There is no parallel on the left, no integrated money/political/media machine to enforce message discipline, to bring everyone on the left swinging around in support of the GND (or anything else). Dems remain fractured, squabbling among themselves over who’s more moderate and grown up. The mainstream media remains terrified of criticism from the right in a way it never has been from the left.

So it is on climate policy, as it is on many other progressive priorities: The majority supports the idea, but the right has the ability to rally frenzied intensity against it at a moment’s notice. The left does not have the tools, will, or ability to rally commensurate intensity in support. (At least not yet.) So the same asymmetry of intensity is reflected in poll after poll, and in national politics generally.
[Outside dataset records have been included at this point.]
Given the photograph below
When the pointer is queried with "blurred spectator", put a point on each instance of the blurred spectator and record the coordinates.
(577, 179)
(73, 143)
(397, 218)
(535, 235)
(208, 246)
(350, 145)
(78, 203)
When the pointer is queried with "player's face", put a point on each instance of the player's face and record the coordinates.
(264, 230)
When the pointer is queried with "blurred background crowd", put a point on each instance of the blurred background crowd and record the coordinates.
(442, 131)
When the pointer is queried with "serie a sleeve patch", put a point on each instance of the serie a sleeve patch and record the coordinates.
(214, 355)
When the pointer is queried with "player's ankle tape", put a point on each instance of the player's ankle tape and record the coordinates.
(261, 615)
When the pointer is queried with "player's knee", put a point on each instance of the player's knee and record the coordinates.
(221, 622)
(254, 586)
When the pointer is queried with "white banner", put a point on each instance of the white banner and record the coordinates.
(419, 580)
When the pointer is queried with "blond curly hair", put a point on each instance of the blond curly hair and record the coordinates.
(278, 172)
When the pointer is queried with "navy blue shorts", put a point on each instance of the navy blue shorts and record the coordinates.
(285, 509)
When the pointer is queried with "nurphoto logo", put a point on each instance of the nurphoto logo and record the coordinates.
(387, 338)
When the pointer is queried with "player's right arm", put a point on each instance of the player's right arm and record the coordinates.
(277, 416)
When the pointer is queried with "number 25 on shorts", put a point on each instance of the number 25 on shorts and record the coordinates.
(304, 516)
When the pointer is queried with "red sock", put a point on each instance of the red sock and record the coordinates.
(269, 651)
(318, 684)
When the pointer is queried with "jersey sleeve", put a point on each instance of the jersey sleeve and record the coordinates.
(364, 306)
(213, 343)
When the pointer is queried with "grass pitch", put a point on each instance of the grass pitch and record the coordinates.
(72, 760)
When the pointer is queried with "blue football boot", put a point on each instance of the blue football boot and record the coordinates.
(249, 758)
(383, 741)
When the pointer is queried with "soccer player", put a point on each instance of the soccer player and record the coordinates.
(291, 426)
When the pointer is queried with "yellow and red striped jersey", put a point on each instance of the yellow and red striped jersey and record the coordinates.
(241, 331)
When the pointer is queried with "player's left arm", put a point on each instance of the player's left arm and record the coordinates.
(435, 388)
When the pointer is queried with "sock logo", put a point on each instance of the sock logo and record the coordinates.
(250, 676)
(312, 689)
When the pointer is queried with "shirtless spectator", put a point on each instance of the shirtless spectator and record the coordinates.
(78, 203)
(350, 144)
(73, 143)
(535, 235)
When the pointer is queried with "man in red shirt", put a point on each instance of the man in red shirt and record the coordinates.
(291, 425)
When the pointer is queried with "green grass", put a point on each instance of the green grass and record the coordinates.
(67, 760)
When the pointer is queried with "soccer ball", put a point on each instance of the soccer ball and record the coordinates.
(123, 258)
Plenty of people in the broad center-left have their own issues with the GND and may not shed a tear if the right-wing media machine succeeds in making it radioactive. Perhaps they think a more “moderate” proposal, one that more perfectly reflects their policy preferences, will escape the same treatment, because of how sensible it is. Perhaps they think getting a small handful of Republican signatures will dissuade Sauron.

They will be wrong. Sooner or later they will have to grapple with the fact that they are not in a good-faith fight that turns on evidence and persuasion. All that matters for the moment is power. Instead of debating how many carbon policies can fit on the head of a pin, they should be thinking about how to activate their diverse majority the same way the right activates its shrinking, homogenous minority.

Intensity is what matters in politics. Democrats and climate hawks need to figure out how to generate some. If not around the Green New Deal, then what?